Case Presentation: A 49-year-old man with a history of type 2 diabetes and obstructive sleep apnea presented after suffering a cardiac arrest at a local airport. He was reportedly healthy appearing until suddenly slumping over in his chair at the terminal. A bystander determined the patient was pulseless and initiated CPR. He received 3 shocks from an AED prior to EMS arrival and his first documented rhythm was pulseless ventricular tachycardia. The patient received several more shocks during transit and was ultimately cardioverted with IV amiodarone prior to arrival in the ED. The patient’s wife reported that prior to this event he was feeling well and had no cardiac history. Upon presentation to the ED the patient was tachycardic, tachypneic to 40, and saturating 97% on room air. Initial ECG was notable for left axis deviation, left ventricular hypertrophy, and a widened QRS. Labs were notable for a WBC count of 11.5, troponin of 0.547 ng/mL, and arterial pH of 7.25 with pCO2 of 53. In addition, chest x ray revealed multifocal infiltrates concerning for ARDS. The patient was intubated for altered mental status and hypercapnic respiratory failure. He was taken for left heart catheterization, which revealed a large diameter left main coronary artery arising from the pulmonary trunk. (Figure 1) There was retrograde flow from the RCA (Figure 2) through collaterals around the apex and into the main pulmonary trunk. There was decreased left ventricular function with severe apical hypokinesis and an LVEF of 20% when measured by ventriculography.
The patient’s MICU course was complicated by severe ARDS necessitating paralysis and prone positioning. However, he improved with supportive treatment and was eventually discharged from the hospital. His coronary anomaly was repaired by cardiothoracic surgery 4 months after discharge.
Discussion: Anomalous Left Coronary Artery from Pulmonary Artery (ALCAPA) is a rare congenital heart disease first described in 1885. While generally considered a pediatric disease, our case and others illustrate that the general interest should be aware of this entity and its capacity to cause advanced heart failure in otherwise generally healthy adults. In a 1968 study of 140 cases of ALCAPA, 18% were diagnosed in childhood or later. In this study, of the 11 patients that presented after age 16, 9 presented with sudden death.
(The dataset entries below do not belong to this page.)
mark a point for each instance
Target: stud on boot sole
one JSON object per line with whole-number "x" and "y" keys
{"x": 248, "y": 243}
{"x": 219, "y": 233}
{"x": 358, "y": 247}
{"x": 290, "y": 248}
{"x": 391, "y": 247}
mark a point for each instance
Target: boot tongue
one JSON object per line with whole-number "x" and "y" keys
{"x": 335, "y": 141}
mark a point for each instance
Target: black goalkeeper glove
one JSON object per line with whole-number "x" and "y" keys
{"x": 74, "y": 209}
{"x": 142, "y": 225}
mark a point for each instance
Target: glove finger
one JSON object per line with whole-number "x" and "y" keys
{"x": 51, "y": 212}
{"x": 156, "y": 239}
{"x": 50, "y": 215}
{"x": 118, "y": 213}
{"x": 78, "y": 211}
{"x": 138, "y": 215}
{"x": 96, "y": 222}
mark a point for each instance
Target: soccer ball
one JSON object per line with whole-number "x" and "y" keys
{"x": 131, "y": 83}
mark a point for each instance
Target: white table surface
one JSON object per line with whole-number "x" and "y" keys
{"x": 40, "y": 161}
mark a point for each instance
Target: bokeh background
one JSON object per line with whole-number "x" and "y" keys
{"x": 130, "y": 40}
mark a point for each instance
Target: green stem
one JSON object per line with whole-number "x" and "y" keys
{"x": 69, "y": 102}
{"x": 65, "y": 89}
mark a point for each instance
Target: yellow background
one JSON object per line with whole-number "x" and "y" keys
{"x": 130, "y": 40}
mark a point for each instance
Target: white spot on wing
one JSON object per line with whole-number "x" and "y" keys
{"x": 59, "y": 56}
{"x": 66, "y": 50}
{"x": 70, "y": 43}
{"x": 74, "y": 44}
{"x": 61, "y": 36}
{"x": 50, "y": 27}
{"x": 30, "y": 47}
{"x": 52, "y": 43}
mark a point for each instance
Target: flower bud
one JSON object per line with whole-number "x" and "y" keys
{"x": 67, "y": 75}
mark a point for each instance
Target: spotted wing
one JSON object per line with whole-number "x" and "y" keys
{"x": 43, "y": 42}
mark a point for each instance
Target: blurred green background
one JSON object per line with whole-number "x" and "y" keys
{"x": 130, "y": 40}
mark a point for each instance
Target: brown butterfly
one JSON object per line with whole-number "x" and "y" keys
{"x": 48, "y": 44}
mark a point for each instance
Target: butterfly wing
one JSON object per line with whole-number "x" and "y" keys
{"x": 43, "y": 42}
The symptomatology of ALCPA is primarily centered around steal from the anomalous left coronary into the PA after birth when pulmonary pressures drop. The age of symptom onset is affected by the degree of intercoronary collateral circulation and degree of RCA predominance. The diagnosis is typically made by coronary angiography, but with appropriate clinical suspicion can be diagnosed using echocardiography by specifically looking for evidence of the coronary artery origins. However, this requires a high degree of clinical suspicion on the part of the ordering provider and particular attention on the part of the sonographer. The condition is corrected surgically.
Conclusions: ALCAPA is an important congenital coronary anomaly for the general internist to be aware of because if untreated it can lead to premature heart failure in adults and requires a high degree of clinical suspicion to detect.